Initially the pair did not have much in the bilingual dictionary. After learning through the resources available on the apertium wiki and by testing out the bn-en pair I started working on this pair.
Statistics about input files
Number of words in reference: 503 Number of words in test: 388 Number of unknown words (marked with a star) in test: 70 Percentage of unknown words: 18.04 %
Results when removing unknown-word marks (stars)

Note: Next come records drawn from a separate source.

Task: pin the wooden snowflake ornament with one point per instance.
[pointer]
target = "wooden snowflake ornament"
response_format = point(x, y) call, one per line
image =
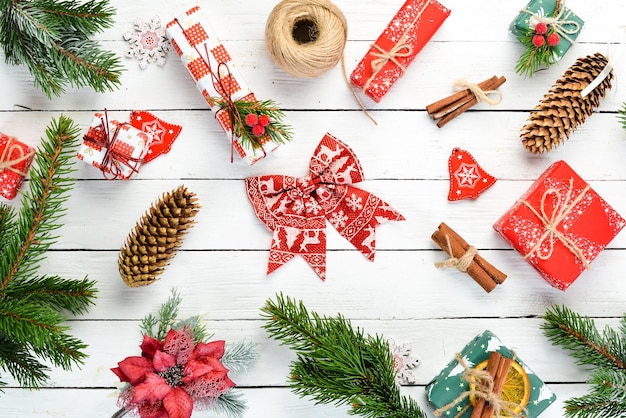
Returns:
point(467, 179)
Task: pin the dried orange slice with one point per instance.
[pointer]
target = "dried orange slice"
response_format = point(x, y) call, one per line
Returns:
point(516, 387)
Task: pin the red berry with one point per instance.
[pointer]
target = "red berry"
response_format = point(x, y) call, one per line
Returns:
point(258, 130)
point(251, 119)
point(541, 28)
point(264, 120)
point(538, 40)
point(553, 39)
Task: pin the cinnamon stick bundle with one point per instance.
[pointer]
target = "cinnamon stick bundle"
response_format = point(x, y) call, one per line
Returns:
point(498, 368)
point(452, 106)
point(483, 273)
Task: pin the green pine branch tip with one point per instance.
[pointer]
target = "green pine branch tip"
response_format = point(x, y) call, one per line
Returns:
point(604, 352)
point(33, 330)
point(337, 363)
point(52, 39)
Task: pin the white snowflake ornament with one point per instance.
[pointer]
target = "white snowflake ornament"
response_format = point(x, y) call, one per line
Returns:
point(148, 42)
point(404, 362)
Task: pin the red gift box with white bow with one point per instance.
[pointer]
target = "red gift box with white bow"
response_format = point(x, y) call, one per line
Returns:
point(560, 225)
point(403, 38)
point(206, 59)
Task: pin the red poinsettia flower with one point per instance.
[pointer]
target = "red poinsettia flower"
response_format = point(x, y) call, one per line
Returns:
point(170, 375)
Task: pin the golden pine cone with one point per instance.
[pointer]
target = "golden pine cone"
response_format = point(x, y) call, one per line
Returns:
point(156, 237)
point(563, 108)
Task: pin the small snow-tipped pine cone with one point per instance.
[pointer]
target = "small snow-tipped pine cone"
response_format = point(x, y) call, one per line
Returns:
point(157, 236)
point(563, 109)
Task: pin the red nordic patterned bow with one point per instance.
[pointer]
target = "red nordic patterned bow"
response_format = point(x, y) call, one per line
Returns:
point(296, 209)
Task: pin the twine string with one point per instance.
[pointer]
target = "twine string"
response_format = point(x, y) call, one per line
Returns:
point(113, 159)
point(9, 163)
point(483, 389)
point(323, 52)
point(480, 94)
point(562, 208)
point(558, 21)
point(462, 263)
point(383, 57)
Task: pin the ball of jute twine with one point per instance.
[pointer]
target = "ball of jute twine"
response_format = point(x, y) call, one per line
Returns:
point(306, 38)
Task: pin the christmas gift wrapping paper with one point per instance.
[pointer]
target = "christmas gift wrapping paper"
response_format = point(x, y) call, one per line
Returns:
point(215, 74)
point(449, 384)
point(118, 149)
point(403, 38)
point(15, 160)
point(560, 225)
point(567, 25)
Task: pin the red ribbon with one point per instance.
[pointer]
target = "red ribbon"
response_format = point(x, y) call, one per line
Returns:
point(236, 122)
point(296, 209)
point(113, 160)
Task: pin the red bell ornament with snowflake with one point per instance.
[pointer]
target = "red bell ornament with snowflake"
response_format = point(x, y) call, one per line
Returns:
point(467, 179)
point(296, 209)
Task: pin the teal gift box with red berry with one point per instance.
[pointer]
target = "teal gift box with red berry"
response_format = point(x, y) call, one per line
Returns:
point(549, 23)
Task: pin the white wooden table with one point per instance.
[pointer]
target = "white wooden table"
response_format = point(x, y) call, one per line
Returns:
point(220, 270)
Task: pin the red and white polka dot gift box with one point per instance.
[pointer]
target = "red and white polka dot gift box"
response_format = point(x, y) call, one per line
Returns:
point(215, 74)
point(117, 149)
point(15, 160)
point(403, 38)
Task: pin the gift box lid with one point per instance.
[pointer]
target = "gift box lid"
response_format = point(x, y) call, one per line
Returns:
point(570, 24)
point(560, 225)
point(449, 384)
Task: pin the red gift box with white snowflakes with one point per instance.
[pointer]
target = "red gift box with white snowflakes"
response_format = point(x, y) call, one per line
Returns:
point(215, 74)
point(560, 225)
point(118, 149)
point(407, 33)
point(15, 160)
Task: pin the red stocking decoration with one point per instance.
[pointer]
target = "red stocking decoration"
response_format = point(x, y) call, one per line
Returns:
point(163, 133)
point(467, 178)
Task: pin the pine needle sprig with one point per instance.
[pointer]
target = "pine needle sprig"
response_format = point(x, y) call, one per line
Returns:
point(31, 305)
point(276, 131)
point(336, 363)
point(533, 58)
point(51, 37)
point(621, 115)
point(166, 319)
point(604, 352)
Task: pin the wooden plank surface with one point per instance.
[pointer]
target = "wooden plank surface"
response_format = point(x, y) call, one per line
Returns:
point(220, 270)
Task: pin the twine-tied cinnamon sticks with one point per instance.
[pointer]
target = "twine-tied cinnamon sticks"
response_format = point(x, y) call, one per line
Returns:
point(452, 106)
point(465, 258)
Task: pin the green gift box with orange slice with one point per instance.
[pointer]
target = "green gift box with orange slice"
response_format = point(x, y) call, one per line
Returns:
point(453, 396)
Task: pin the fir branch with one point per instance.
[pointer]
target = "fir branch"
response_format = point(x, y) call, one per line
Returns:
point(276, 131)
point(85, 64)
point(42, 205)
point(605, 352)
point(231, 403)
point(89, 18)
point(581, 337)
point(18, 362)
point(621, 115)
point(533, 58)
point(166, 319)
point(60, 293)
point(337, 363)
point(30, 322)
point(239, 356)
point(51, 38)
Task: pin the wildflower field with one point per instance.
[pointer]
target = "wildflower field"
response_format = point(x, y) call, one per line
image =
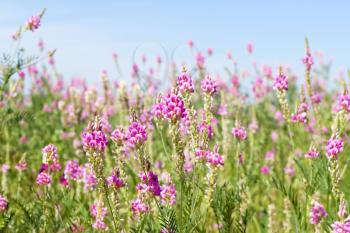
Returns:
point(201, 153)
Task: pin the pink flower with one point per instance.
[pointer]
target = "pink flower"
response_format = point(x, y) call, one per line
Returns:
point(308, 61)
point(289, 170)
point(185, 83)
point(208, 85)
point(250, 48)
point(281, 83)
point(49, 154)
point(139, 206)
point(21, 74)
point(210, 51)
point(301, 114)
point(344, 102)
point(94, 140)
point(21, 166)
point(317, 213)
point(270, 156)
point(190, 43)
point(316, 98)
point(200, 59)
point(168, 194)
point(239, 133)
point(312, 153)
point(33, 22)
point(114, 181)
point(98, 211)
point(137, 134)
point(173, 107)
point(3, 203)
point(214, 158)
point(339, 227)
point(118, 136)
point(43, 178)
point(265, 169)
point(334, 147)
point(72, 170)
point(5, 168)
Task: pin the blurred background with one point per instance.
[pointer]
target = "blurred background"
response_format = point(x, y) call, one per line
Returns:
point(86, 34)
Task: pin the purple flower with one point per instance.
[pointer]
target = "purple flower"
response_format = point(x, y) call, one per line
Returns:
point(239, 133)
point(265, 169)
point(281, 83)
point(49, 154)
point(33, 22)
point(308, 61)
point(312, 153)
point(214, 158)
point(339, 227)
point(94, 140)
point(173, 107)
point(317, 213)
point(114, 181)
point(139, 206)
point(118, 136)
point(344, 102)
point(137, 134)
point(72, 170)
point(168, 194)
point(334, 147)
point(151, 182)
point(185, 83)
point(208, 85)
point(3, 203)
point(43, 178)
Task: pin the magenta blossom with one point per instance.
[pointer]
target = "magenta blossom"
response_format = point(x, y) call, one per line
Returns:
point(208, 85)
point(334, 147)
point(94, 140)
point(173, 107)
point(239, 133)
point(33, 23)
point(317, 213)
point(185, 83)
point(43, 179)
point(344, 102)
point(281, 83)
point(3, 203)
point(137, 134)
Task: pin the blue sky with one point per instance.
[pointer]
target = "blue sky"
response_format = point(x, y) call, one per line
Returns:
point(85, 33)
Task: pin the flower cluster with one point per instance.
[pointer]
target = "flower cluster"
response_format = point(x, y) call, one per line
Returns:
point(3, 203)
point(136, 135)
point(312, 153)
point(33, 23)
point(118, 136)
point(168, 194)
point(339, 227)
point(334, 147)
point(308, 61)
point(208, 85)
point(344, 102)
point(213, 158)
point(94, 140)
point(317, 213)
point(240, 133)
point(281, 83)
point(301, 114)
point(173, 107)
point(114, 181)
point(185, 83)
point(98, 211)
point(43, 178)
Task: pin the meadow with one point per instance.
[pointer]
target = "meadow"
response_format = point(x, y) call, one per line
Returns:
point(202, 153)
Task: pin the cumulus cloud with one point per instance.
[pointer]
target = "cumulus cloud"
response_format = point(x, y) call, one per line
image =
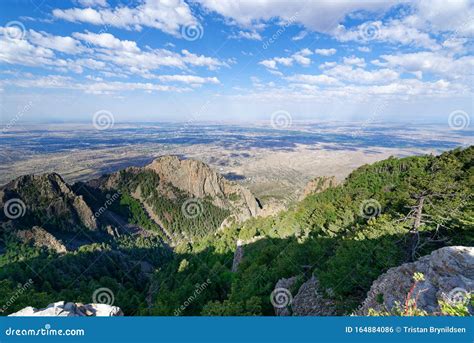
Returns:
point(252, 35)
point(300, 57)
point(168, 16)
point(325, 52)
point(320, 16)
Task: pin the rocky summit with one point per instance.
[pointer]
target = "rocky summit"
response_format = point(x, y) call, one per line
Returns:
point(448, 276)
point(70, 309)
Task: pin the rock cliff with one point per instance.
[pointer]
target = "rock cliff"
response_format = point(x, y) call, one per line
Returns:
point(448, 275)
point(46, 199)
point(199, 180)
point(63, 309)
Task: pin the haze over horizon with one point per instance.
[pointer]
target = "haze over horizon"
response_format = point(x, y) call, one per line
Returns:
point(150, 61)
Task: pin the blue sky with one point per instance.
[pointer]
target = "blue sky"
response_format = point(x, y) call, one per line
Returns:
point(235, 60)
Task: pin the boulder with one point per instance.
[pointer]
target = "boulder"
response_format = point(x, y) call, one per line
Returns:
point(448, 274)
point(63, 309)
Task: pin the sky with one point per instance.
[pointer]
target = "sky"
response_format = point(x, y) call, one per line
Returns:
point(230, 60)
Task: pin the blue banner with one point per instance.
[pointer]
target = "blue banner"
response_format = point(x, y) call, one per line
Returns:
point(237, 329)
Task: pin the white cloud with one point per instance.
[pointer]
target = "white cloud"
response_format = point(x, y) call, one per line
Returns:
point(321, 16)
point(299, 57)
point(168, 16)
point(395, 31)
point(252, 35)
point(106, 40)
point(363, 49)
point(432, 62)
point(59, 43)
point(353, 60)
point(301, 35)
point(93, 3)
point(313, 79)
point(325, 52)
point(191, 79)
point(362, 76)
point(95, 87)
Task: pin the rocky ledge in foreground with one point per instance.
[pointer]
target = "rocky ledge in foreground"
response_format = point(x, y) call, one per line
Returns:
point(448, 275)
point(63, 309)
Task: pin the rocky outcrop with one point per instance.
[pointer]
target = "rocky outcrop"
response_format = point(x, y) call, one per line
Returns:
point(48, 199)
point(40, 238)
point(448, 274)
point(318, 185)
point(309, 301)
point(239, 251)
point(199, 180)
point(63, 309)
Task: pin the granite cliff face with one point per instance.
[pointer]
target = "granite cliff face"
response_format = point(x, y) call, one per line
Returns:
point(448, 275)
point(198, 179)
point(45, 199)
point(39, 237)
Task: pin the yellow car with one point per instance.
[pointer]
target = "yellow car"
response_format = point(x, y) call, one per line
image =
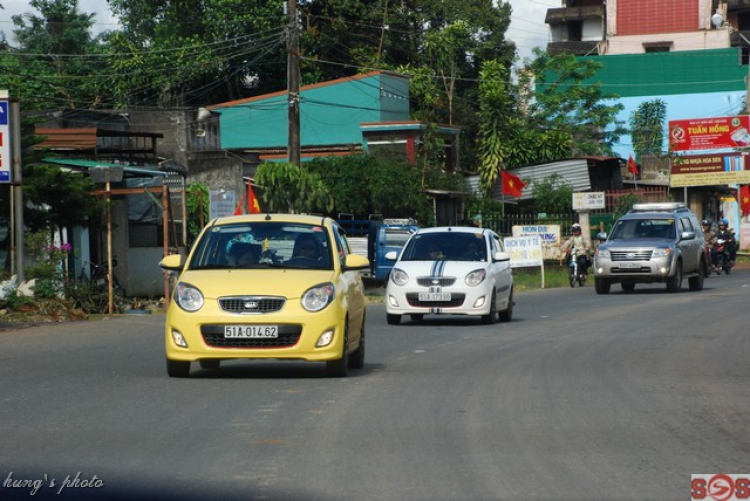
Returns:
point(267, 286)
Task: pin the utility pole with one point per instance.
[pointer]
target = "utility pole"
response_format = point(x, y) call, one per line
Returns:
point(293, 77)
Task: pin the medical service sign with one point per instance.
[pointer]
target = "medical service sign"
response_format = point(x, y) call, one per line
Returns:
point(524, 251)
point(5, 159)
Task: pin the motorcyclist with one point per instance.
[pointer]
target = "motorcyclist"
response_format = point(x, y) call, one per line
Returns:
point(710, 237)
point(580, 245)
point(726, 234)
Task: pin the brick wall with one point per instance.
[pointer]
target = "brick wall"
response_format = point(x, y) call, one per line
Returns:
point(643, 17)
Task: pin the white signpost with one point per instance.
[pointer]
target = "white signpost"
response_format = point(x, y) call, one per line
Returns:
point(5, 159)
point(525, 252)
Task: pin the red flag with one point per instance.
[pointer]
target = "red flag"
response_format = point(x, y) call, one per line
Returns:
point(632, 167)
point(252, 202)
point(745, 199)
point(240, 207)
point(512, 184)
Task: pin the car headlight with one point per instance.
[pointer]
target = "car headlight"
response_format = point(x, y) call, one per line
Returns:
point(399, 277)
point(475, 278)
point(188, 297)
point(318, 297)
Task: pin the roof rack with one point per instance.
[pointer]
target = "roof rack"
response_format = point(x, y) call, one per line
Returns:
point(659, 207)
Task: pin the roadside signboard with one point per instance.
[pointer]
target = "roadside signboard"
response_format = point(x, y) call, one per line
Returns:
point(709, 170)
point(5, 159)
point(588, 201)
point(549, 236)
point(709, 133)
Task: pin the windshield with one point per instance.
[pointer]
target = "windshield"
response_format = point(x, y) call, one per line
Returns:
point(453, 246)
point(644, 228)
point(263, 245)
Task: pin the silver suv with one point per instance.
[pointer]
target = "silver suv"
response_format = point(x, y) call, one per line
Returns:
point(660, 242)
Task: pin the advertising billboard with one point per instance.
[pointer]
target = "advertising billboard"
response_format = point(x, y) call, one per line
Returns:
point(709, 133)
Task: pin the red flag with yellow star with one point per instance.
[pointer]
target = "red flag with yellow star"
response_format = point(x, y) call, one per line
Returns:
point(745, 199)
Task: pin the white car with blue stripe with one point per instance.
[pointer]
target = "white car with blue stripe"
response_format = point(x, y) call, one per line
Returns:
point(451, 270)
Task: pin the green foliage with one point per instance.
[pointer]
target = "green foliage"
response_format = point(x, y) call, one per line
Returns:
point(198, 203)
point(569, 101)
point(552, 195)
point(364, 184)
point(47, 69)
point(624, 204)
point(495, 108)
point(289, 188)
point(647, 127)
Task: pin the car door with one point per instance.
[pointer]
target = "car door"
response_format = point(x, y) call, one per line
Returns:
point(501, 271)
point(690, 248)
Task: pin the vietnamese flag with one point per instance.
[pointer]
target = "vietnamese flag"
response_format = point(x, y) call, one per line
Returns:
point(632, 167)
point(512, 184)
point(745, 199)
point(252, 203)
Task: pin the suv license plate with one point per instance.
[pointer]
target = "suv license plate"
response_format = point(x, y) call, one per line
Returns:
point(251, 331)
point(434, 296)
point(630, 266)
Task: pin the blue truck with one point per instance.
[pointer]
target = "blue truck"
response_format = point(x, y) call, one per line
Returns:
point(375, 238)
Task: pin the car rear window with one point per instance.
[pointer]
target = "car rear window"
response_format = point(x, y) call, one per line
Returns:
point(454, 246)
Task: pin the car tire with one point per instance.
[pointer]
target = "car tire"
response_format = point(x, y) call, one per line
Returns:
point(674, 283)
point(210, 363)
point(696, 282)
point(340, 366)
point(507, 314)
point(492, 316)
point(357, 358)
point(178, 368)
point(601, 286)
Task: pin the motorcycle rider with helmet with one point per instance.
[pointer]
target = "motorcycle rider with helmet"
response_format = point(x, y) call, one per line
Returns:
point(710, 240)
point(580, 245)
point(726, 234)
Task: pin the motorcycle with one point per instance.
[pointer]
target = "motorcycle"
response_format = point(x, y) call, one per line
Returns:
point(577, 274)
point(723, 263)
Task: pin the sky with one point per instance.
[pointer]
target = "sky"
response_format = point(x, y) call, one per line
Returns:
point(527, 28)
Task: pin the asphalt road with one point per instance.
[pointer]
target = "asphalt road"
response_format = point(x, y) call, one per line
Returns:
point(581, 397)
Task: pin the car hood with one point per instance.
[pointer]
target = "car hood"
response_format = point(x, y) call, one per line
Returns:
point(637, 243)
point(289, 283)
point(456, 269)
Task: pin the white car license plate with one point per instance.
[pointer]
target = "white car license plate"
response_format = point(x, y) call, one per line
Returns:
point(630, 265)
point(434, 296)
point(251, 331)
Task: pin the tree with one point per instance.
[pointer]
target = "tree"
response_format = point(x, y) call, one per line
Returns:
point(552, 195)
point(365, 184)
point(57, 64)
point(289, 188)
point(495, 110)
point(647, 127)
point(567, 100)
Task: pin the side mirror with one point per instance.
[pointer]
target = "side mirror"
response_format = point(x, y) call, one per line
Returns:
point(356, 262)
point(501, 256)
point(687, 235)
point(173, 262)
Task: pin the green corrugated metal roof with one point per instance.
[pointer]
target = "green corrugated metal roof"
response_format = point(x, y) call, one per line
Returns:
point(330, 113)
point(668, 73)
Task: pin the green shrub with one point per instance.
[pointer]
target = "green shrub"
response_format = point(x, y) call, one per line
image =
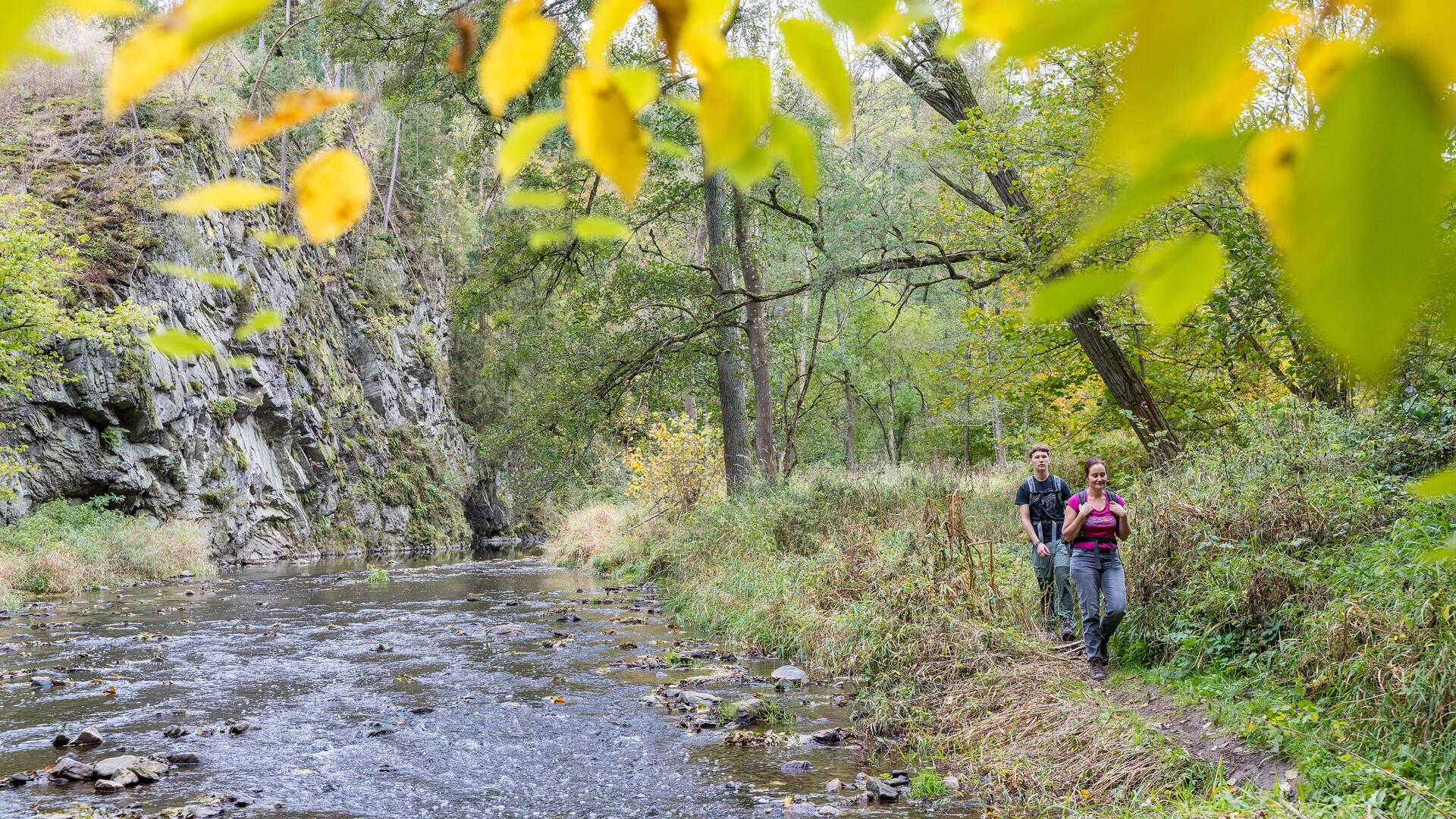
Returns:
point(67, 548)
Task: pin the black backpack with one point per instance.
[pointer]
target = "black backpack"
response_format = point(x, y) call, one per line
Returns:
point(1047, 500)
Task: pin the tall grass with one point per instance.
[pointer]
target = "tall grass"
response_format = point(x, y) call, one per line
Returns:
point(63, 548)
point(1277, 577)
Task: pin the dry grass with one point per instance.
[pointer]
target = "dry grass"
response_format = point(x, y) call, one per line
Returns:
point(64, 550)
point(590, 532)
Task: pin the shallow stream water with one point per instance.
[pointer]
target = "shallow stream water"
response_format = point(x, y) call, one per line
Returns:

Edit distance: 380 Word error rate (WER): 75.55 % Number of position-independent correct words: 145 Position-independent word error rate (PER): 71.17 %
Results when unknown-word marks (stars) are not removed
Edit distance: 389 Word Error Rate (WER): 77.34 % Number of position-independent correct words: 136 Position-independent word error rate (PER): 72.96 %
Statistics about the translation of unknown words
Number of unknown words which were free rides: 9 Percentage of unknown words that were free rides: 12.86 %
'Work Done':
Added entries to the bilingual dictionaries
Added certain words to the monolingual dictionaries as well
Started working with the transfer rules
'Issues pending':
Translating from bengali to hindi requires genitive pronouns to agree with the gender
Negation marker is not handled
Skill
'Ongoing major' : Bachelors in Mathematics and Computing
'Relevant technical skills' : Python(Advanced), XML(Intermediate), C++(Advanced), Java(intermediate)
'Languages' : Hindi(native), English(Advanced), Bengali(Advanced),
'Experience :'
I have studied many languages and linguistics in general during my preparation for the International Linguistics Olympiad 2019 and while creating and testing problems for the National Linguistic Olympiad , which has allowed me to formalise rules which are followed while translating from one language to another. I have done online courses on NLP on the online platform coursera and am proficient in Data Structures and Algorithms, through competitive programming.
Non Summer of Code plans
Though I have no plans other than Summer of Code, in the light of the Corona emergency, colleges might have to postpone our major examinations(still tentative), thus I will only be able to give 20hrs/week, and this should last 1 week or 2 weeks of the first phase. After which I will be having a summer break, during which I can work for 40+hrs/week.